First things first though. The stitches on the baseballs point left and right on other cards in the set. I have no idea if this varies from player to player (i.e. if any other players can be found with the stitches going both directions) and frankly don't have the stamina to find out! The one exception to this is #20, Billy Loes, whose stitches are rotated 90 degrees for some reason and appear side-to-side:
Let's take a look at our three high number double prints, #311 Mantle, #312 Robinson and #313 Thomson, with left pointing stitches shown first in each instance (different resolutions on each, so don't read too much into line thickness):
The fronts though, show signs of not being exact duplicates of each other. Here is the Mick on a card where the stitches face left:
Take a look below the autograph plate (under the row of stars)as there is a distinct yellow line showing. The high numbers were thrown together so quickly that compositional errors arose that were not corrected. Here is a close-up:
The yellow line looks straight put the plate and logo were masked or pasted a little crooked! Speaking of crooked, take a look at the autograph plate on the Mantle with right pointing stitches:
The yellow line is gone but the cut on top of the upper row of stars is really crooked:
Also, the top black frame line of the card has extra "wings" left and right of the intersections with the side frame lines:
Sy Berger has confessed the high numbers were practically slapped together at the last minute and the evidence on the Mantle's certainly supports his statement.
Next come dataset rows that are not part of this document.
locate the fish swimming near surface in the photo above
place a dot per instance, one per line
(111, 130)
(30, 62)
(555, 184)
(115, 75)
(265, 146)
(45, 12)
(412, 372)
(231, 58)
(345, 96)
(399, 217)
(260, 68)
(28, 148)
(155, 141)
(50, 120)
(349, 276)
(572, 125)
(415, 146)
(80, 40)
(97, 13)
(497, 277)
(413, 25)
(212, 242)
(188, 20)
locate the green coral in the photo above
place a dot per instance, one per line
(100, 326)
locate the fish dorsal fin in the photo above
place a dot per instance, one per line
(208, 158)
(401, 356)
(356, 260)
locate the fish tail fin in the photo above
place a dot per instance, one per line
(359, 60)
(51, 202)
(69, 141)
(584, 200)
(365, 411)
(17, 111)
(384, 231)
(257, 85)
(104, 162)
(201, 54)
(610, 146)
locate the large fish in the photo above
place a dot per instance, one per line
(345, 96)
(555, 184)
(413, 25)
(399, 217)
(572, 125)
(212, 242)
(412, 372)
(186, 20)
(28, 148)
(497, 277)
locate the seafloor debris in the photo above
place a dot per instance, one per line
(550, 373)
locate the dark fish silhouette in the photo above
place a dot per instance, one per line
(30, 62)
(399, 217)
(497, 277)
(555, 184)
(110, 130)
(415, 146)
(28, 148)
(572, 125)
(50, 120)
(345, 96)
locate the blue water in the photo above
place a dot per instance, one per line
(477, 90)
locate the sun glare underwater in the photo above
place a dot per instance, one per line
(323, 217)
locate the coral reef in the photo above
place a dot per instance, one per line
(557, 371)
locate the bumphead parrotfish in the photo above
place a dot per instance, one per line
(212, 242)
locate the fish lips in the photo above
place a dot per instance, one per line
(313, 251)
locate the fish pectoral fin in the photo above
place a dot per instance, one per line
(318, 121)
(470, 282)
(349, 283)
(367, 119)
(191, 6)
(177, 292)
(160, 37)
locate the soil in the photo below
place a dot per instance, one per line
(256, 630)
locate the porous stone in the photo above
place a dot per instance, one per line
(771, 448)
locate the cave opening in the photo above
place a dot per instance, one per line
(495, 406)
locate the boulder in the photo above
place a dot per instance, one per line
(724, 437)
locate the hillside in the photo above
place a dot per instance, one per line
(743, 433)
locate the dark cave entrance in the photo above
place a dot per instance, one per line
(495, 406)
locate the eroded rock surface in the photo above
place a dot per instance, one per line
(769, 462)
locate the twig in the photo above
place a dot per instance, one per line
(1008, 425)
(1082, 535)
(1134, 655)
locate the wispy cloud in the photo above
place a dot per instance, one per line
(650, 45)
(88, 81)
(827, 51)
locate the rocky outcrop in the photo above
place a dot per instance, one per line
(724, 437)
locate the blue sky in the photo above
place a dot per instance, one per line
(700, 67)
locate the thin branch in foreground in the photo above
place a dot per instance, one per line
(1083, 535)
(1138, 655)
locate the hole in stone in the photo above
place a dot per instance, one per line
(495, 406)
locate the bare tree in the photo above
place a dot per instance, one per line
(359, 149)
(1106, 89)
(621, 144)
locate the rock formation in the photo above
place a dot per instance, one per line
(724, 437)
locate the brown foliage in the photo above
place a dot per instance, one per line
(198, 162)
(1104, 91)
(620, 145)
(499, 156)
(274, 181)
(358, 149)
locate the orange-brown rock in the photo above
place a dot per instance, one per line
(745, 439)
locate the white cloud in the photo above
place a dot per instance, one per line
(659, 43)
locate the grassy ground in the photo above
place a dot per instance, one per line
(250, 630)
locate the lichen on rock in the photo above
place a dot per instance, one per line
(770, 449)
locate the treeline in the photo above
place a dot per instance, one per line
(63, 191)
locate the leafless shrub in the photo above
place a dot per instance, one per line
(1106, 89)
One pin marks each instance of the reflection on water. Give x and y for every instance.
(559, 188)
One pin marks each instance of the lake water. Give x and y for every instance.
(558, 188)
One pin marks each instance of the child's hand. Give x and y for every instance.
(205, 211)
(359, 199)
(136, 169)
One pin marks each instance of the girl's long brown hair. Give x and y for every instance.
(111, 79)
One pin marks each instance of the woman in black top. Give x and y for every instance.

Next in line is #312, Jackie Robinson. The obverse differences are much harder to discern on his two flavors of cards but they do exist. Here is a look at Jackie's card with left pointing stitches:
I trimmed the top a little close so you can see just how skewed the autograph plate looks. A closer look reveals a green line under the left two-thirds or so of the bottom row of stars and quite a bit of yellow off the right border of the stars:
On the right stitched Robinson, things look pretty similar at arm's length:
But the name plate is a lot cleaner, albeit still crooked, without all the extraneous color under and to the side:
Next we have the Staten Island Scot, #313 Bobby Thomson. His left stitch card is thus:
He looks happy, no? Well having hit the shot heard around the world would do such a thing but I believe all of the 1952 Topps cards featured photos from 1951, so he had yet to hit the legendary homer. The easiest way to tell from the obverse that this is a left stiched card is to look at his left eyelid,as facing the card, right in the fold on the left, which should be blemish free:
His right pointing stitched card tells a different story though:
Close up you can see two little white dots, which are either a blemish on his eyelid or a compositional defect:
Not to pick on Bobby but here is an even more extreme closeup:
This is all just an exercise in observation as the back of the card has such an obvious variation in each instance but it shows part of the production process in 1952 and reveals just how madcap the rush was to get out the '52 highs.